Spinal stenosis

From Wikipedia, the free encyclopedia

Spinal stenosis
Classification & external resources
ICD-10 M48.0
ICD-9 723-724

Spinal stenosis is a medical condition in which the spinal canal narrows and compresses the spinal cord and nerves. This is usually due to the natural process of spinal degeneration that occurs with aging. It can also sometimes be caused by spinal disc herniation, osteoporosis, or a tumour. Spinal stenosis may affect the cervical spine, the lumbar spine or both. Lumbar spinal stenosis results in low back pain as well as pain or abnormal sensations in the legs.

Contents

The main causes of cervical spinal stenosis (CSS) include cervical spondylosis, diffuse idiopathic skeletal hyperostosis (DISH), or calcification of the posterior longitudinal ligament.

CSS is more common in males than females, and is mainly found in the 40-60 year age group.

Signs of CSS include spastic gait; upper extremity numbness; upper extremity, lower extremity weakness or both; radicular pain in the upper limb; sphincter disturbances; muscle wasting; sensory deficits; and reflex abnormalities.

The best diagnostic and investigative tool is magnetic resonance imaging (MRI), while computed tomograghy (CT) is not useful.

If the problem is mild, treatment may be as simple as physical therapy and the use of a cervical collar. If severe, treatments include laminectomy or decompression.

The main causes of lumbar spinal stenosis (LSS) include hypertrophy of the facet joints; spondylolisthesis; diffuse idiopathic skeletal hyperostosis (DISH); and degenerative disc disease.

Usually, this condition occurs after the age of 50, and both genders are equally affected.

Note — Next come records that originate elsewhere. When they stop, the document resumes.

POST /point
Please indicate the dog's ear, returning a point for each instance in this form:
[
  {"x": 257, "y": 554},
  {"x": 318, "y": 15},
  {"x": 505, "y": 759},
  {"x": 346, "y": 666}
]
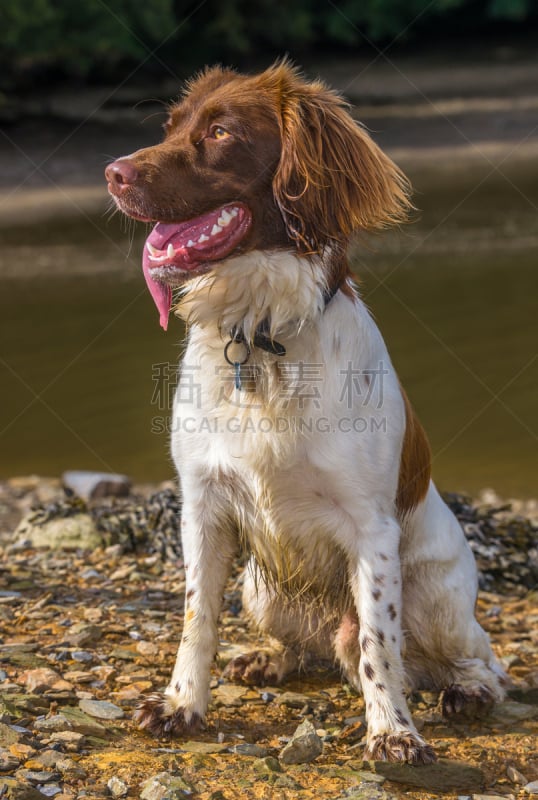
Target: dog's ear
[{"x": 332, "y": 178}]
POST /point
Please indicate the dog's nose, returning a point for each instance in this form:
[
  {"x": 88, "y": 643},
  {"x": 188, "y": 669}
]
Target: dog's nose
[{"x": 121, "y": 174}]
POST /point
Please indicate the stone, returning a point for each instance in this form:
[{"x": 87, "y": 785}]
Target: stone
[
  {"x": 12, "y": 789},
  {"x": 442, "y": 776},
  {"x": 165, "y": 786},
  {"x": 229, "y": 695},
  {"x": 93, "y": 485},
  {"x": 247, "y": 749},
  {"x": 83, "y": 723},
  {"x": 268, "y": 764},
  {"x": 8, "y": 735},
  {"x": 304, "y": 746},
  {"x": 44, "y": 679},
  {"x": 204, "y": 748},
  {"x": 58, "y": 722},
  {"x": 101, "y": 709},
  {"x": 8, "y": 761},
  {"x": 511, "y": 712},
  {"x": 66, "y": 533},
  {"x": 70, "y": 740},
  {"x": 37, "y": 776},
  {"x": 515, "y": 776},
  {"x": 117, "y": 788},
  {"x": 293, "y": 700}
]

Signs of LSS include neurogenic intermittent claudication that causes leg pain, weakness, tingling and loss of deep tendon reflexes. With lumbar spinal stenosis, the patient's pain usually is worse while walking and will feel better after sitting down. The patient is usually more comfortable while leaning forward, such as walking while leaning on a shopping cart.

As with CSS, MRI is the best imaging procedure, though unlike with CSS, CT may be somewhat useful, and can be used if MRI is unavailable.

Treatment includes weight loss, and activity modification, such as using a walker to promote a certain posture. Epidural steroid injections may also help relieve the leg pain. If the symptoms are more severe, a laminectomy or foraminotomy may be indicated to take pressure off the spinal nerve. A new procedure, Interspinous Process Decompression (IPD) has recently been approved by the FDA in November of 2005. This procedure promises a less invasive way to treat LSS and maintains motion at the affected level.

Recent developments include several new implants used in surgery to treat the symptoms of spinal stenosis, while preserving as much normal motion in the spine as possible. Three newer technologies include the X-Stop, the Wallis, and TOPS implants. [1]. These titanium implants act to prevent extension of the stenotic segments and create slight flexion over the segment.